Twenty Four: Handmade Himalaya

Pokhara—Nepal’s Promised Land—comes with its own unique challenges and blessings. Bars and restaurants take over the Lakeside area with names like Crave and Paradise; there are strip clubs now and a Pokhara Disney Land. Tourists from all over the world consume in a frenzy anything on offer. I pass people on the streets who look like they have just stepped out of a video game and I am offered ganja and ‘a night to remember’ whenever I cross a certain threshold on the main road. Twenty-three years have not been kind.

Pokhara also comes with a gift I could never have imagined or anticipated: a room in an apartment with a balcony and Himalaya views. It takes several weeks before the rains clear the sky enough to see them and, when they appear, their golden morning halo is worth each day in wait. I share the apartment with the elderly Kashmiri man who, with his wife, hosted me in SriNagar after snow trekking in Aru valley; he has a shop in Pokhara and all he asks in return is that I attend to customers on Fridays while he goes to Mosque.
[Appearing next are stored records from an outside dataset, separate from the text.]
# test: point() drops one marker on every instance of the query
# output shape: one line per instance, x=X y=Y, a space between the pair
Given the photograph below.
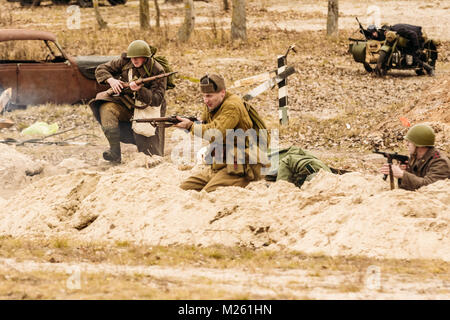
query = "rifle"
x=391 y=156
x=138 y=82
x=361 y=29
x=164 y=121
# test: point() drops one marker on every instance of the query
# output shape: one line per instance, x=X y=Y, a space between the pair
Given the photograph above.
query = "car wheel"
x=368 y=67
x=85 y=3
x=116 y=2
x=29 y=3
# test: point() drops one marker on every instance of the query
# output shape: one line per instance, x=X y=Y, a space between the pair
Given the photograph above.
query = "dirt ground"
x=341 y=238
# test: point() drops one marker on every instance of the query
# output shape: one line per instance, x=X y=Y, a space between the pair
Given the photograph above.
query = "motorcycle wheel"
x=420 y=72
x=85 y=3
x=117 y=2
x=381 y=66
x=367 y=67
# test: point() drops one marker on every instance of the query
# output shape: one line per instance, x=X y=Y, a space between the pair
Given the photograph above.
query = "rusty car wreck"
x=53 y=76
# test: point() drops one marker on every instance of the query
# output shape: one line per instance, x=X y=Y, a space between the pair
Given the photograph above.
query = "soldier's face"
x=138 y=61
x=411 y=147
x=212 y=100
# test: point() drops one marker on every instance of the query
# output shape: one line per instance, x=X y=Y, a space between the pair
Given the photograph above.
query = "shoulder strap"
x=149 y=73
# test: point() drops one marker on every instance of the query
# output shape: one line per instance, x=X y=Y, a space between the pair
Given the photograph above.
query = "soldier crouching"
x=114 y=112
x=223 y=111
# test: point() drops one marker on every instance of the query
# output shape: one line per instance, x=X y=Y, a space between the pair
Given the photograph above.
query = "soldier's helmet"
x=372 y=28
x=139 y=48
x=421 y=135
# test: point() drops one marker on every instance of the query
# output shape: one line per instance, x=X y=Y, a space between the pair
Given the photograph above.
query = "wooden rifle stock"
x=110 y=91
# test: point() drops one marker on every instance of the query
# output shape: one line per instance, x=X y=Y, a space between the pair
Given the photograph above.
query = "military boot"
x=114 y=153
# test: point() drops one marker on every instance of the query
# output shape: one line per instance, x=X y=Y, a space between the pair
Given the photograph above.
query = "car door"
x=40 y=83
x=51 y=80
x=8 y=78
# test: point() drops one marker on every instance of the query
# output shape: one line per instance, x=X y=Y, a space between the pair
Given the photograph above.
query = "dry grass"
x=51 y=284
Whilst most people in Pokhara troll the main streets and the lakeside for dopamine hits in the form of fast food, ganja, liquor, shiny plastic trinkets and karaoke, the beautiful duality is that those I judge are also the ones who sleep in. I seek the sanctuary of the peace that descends in the early mornings when I go for my runs, my walks, my solitary yoga, and general contemplation. It’s the time of day when I am able to notice the things that matter … like superb coffee, tranquil vibes and friendly strangers … kindness and beauty also overflow here.

“The word peccadillo, which means a ‘small sin’, comes from pecus, which means ‘defective foot’, a foot that is incapable of walking a road. The way to correct the peccadillo is always to walk forward, adapting oneself to new situations and receiving in return all of the thousands of blessings life generously offers to those who seek them.“ ~  Paulo Coelho, The Pilgrimage

And, as in The Pilgrimage, I too walk the path of generous blessings … whilst my shadow confronts me in the form of a black dog who snarls at me on morning runs and rips to shreds the stick I use to defend myself. With the crazy love affair I instantly develop with duality, the only way I can find harmony is to follow my compulsion and get out of the city only days after my arrival. Pokhara is just the foreplay; to experience the orgasm, there are literal mountains I must climb. 
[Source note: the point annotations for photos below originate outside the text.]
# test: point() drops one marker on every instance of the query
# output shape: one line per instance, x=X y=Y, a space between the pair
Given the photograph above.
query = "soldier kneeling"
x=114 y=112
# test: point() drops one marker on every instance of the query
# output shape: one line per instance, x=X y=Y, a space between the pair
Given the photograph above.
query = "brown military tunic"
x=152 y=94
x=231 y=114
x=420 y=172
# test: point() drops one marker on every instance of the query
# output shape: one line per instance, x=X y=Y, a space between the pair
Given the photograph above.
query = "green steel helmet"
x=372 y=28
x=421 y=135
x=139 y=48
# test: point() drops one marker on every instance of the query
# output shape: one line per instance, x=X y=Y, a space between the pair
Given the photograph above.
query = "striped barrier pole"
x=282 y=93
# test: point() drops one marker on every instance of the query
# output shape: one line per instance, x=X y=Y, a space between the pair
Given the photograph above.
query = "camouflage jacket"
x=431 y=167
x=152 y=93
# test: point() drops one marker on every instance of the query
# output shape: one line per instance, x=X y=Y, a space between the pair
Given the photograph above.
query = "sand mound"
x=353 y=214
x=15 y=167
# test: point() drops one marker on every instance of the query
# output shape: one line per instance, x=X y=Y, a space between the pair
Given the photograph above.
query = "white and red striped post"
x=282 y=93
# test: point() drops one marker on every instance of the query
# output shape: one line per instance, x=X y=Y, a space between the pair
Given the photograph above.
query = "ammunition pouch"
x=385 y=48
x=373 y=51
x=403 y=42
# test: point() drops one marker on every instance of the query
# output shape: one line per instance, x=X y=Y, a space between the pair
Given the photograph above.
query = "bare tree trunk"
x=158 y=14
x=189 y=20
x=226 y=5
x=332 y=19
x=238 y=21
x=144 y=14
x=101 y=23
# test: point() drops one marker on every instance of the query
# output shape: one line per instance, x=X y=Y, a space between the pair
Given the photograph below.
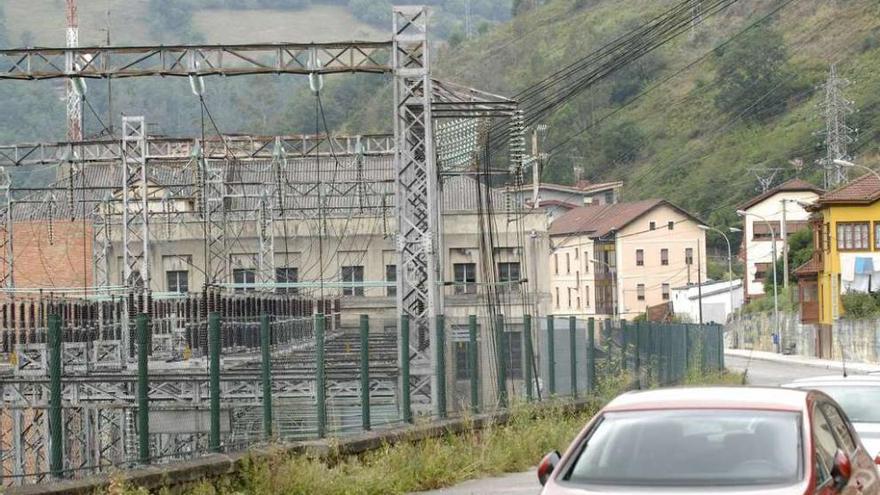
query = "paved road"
x=772 y=373
x=759 y=373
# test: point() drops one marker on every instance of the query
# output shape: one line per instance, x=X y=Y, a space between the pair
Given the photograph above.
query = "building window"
x=391 y=277
x=353 y=275
x=177 y=280
x=508 y=275
x=513 y=359
x=462 y=363
x=761 y=270
x=761 y=231
x=244 y=276
x=286 y=275
x=465 y=278
x=852 y=235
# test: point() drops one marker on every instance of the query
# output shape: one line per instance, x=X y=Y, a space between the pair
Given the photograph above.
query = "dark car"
x=733 y=440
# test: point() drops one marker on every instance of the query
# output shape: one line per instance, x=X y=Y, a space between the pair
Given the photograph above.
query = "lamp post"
x=614 y=312
x=729 y=257
x=744 y=213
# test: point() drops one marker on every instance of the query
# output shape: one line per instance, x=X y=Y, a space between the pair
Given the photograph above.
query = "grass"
x=434 y=463
x=317 y=23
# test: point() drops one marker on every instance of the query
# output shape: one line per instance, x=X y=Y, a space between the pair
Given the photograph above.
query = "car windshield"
x=691 y=448
x=859 y=403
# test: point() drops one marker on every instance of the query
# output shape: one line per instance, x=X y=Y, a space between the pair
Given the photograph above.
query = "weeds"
x=531 y=431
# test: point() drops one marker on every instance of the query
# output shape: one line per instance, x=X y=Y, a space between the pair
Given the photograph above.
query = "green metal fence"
x=339 y=377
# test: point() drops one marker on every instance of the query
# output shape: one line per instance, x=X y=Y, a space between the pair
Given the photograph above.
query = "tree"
x=800 y=250
x=752 y=74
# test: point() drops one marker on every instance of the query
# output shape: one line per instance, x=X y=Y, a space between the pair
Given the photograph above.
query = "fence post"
x=143 y=389
x=591 y=355
x=406 y=407
x=440 y=349
x=472 y=363
x=320 y=385
x=499 y=360
x=214 y=384
x=637 y=361
x=56 y=436
x=529 y=355
x=572 y=346
x=266 y=372
x=551 y=357
x=365 y=372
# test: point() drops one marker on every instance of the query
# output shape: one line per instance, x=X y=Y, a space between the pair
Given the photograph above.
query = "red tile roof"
x=787 y=186
x=865 y=189
x=600 y=220
x=811 y=267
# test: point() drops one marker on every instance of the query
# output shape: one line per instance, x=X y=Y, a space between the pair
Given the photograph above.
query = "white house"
x=765 y=213
x=716 y=300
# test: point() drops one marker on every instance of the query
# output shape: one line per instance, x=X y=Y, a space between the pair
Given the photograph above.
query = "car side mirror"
x=842 y=469
x=548 y=464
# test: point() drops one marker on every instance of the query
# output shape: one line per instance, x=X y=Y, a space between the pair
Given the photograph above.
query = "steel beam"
x=194 y=60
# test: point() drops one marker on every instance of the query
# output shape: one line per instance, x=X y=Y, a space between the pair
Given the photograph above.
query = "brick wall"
x=59 y=264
As the Quintessential Pioneer, Explorer and Adventurer, I am usually questing at speed ahead of others … getting lost to find my way, and generally moving through landscapes with determination, strength and courage. So choosing to take a guide is not easy. We walk together to the permit office and after just those few kilometers I know we will travel well together. Ten days, I say to Tikka, and we can decide if we want to go further after that.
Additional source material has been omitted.